English learners are often confused about when to use SO DO I and when to use ME TOO. Do you know the difference between SO DO I and ME TOO, and when to use them? Read on!


Both SO DO I and ME TOO are used as a response to simple statements. The statements must be positive (without the word “no” or “not”).  SO DO I is more formal, while ME TOO is more informal.


ME TOO is more informal. It is used in casual conversation.

  • I love ice cream. Me too.
  • I slept so well last night. Me too.
  • I think I’ll order the chicken. Me too.


What about negative sentences? For these, we say ME NEITHER.

  • I can’t dance. Me neither.
  • I didn’t sleep well last night. Me neither.
  • I’m not ordering dessert. Me neither.



SO DO I is more formal. It is used in writing, in more formal conversations, and in presentations.

  • I love the book The Sun Also Rises. So do I.
  • I think she did an excellent job on his presentation. So do I.


SO + [WORD] + I

Note that we can use SO + [WORD] + I/SUBJECT with other positive statements. The middle word must match the verb or verbs of the first statement.  

Use DID if the original positive statement is in the simple past.

  • I loved the book Charlotte’s Web when I was a child. So did I.
  • I thought he did an excellent job in the interview. So did I.

Use a MODAL if the original statement uses a modal.

  • I could order another glass of wine. So could I.
  • I can touch my toes. So can Sarah.
  • He can speak French. So can I.

Use WILL if the original statement uses the simple future.

  • I think I will go to bed. So will I.
  • I think I will study Mathematics in college. So will Janet.

Use the BE VERB with be + ing statements.

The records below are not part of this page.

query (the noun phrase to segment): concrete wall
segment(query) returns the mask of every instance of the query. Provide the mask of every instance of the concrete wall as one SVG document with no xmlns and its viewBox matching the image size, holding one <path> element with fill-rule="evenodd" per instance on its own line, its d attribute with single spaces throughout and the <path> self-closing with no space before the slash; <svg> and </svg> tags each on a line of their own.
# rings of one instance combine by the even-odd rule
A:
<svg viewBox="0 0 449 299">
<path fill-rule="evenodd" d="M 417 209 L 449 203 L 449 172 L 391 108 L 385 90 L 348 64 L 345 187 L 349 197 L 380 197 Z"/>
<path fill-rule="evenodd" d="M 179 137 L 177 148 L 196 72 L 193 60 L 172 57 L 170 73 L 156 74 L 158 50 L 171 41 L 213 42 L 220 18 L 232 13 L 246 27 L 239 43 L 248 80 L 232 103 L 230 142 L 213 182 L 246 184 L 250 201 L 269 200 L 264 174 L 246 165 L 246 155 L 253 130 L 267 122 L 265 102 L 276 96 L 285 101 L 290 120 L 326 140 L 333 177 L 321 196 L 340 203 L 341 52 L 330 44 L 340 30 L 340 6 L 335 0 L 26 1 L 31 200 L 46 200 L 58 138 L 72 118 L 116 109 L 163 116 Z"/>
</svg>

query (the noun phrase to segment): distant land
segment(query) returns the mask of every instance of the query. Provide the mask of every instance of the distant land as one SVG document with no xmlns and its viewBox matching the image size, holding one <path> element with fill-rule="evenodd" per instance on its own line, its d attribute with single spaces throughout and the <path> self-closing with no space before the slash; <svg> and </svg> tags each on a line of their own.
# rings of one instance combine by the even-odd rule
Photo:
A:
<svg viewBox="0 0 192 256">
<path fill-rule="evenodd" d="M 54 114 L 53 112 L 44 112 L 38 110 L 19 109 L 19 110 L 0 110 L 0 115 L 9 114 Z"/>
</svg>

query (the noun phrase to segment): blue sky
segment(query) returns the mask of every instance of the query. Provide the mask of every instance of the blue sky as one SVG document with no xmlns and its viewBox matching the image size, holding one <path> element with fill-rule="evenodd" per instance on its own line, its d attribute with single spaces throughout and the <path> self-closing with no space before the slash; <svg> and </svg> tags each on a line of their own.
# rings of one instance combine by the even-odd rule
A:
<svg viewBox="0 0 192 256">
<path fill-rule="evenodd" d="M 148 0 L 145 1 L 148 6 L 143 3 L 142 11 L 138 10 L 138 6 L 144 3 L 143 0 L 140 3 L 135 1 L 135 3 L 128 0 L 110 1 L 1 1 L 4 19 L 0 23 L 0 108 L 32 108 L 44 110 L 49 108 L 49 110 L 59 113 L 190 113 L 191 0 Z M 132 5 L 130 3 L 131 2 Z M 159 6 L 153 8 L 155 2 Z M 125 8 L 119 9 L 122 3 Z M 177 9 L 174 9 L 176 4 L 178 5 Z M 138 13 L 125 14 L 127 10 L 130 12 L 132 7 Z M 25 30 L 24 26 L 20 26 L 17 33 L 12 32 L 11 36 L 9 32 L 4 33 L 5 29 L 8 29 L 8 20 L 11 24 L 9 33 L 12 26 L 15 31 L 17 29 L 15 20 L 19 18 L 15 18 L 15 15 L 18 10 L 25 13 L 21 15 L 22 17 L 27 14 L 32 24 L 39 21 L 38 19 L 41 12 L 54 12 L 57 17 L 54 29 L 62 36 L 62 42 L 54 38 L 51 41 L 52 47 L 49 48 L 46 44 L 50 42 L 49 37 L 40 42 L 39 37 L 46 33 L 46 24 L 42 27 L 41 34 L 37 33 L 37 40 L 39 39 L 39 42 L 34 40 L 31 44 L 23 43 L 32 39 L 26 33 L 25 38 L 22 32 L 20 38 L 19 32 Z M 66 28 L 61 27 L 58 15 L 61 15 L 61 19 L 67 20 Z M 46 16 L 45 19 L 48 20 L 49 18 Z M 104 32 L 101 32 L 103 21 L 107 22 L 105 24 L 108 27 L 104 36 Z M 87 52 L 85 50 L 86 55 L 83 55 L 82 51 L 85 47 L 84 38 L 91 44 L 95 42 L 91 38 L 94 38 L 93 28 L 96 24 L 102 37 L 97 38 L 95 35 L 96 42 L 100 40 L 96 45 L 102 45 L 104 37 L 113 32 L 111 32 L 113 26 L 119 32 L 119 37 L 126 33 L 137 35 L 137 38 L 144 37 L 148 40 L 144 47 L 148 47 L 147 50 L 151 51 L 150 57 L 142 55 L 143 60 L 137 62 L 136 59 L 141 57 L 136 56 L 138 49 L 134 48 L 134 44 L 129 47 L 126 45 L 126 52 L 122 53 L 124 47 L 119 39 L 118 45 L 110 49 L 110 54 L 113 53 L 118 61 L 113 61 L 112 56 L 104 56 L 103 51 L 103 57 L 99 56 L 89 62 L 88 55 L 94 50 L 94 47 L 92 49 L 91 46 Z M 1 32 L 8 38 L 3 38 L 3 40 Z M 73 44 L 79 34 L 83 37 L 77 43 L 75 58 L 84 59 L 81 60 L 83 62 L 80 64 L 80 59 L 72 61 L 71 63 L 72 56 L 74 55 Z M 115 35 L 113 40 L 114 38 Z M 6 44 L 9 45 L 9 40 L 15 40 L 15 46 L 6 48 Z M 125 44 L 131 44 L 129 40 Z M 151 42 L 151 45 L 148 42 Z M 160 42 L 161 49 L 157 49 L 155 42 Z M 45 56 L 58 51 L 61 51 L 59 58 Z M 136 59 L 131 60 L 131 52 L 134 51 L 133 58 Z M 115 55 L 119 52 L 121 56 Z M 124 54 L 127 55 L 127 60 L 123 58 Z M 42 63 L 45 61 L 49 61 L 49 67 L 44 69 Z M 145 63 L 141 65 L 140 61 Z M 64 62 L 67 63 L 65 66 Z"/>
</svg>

  • I am going camping this weekend. So am I!
  • He is going to UC Davis this fall. So are Jill and Thomas.


Negative statements

What about negative statements? We cannot use SO DO I or its variations. We must use NEITHER. Use the form NEITHER + [VERB/MODAL] + SUBJECT. Make sure that the verb or modal from the original statement matches the verb/modal in the “neither” statement.

  • I can’t dance. Neither can I.
  • I didn’t sleep well last night. Neither did I.
  • I’m not ordering dessert. Neither am I.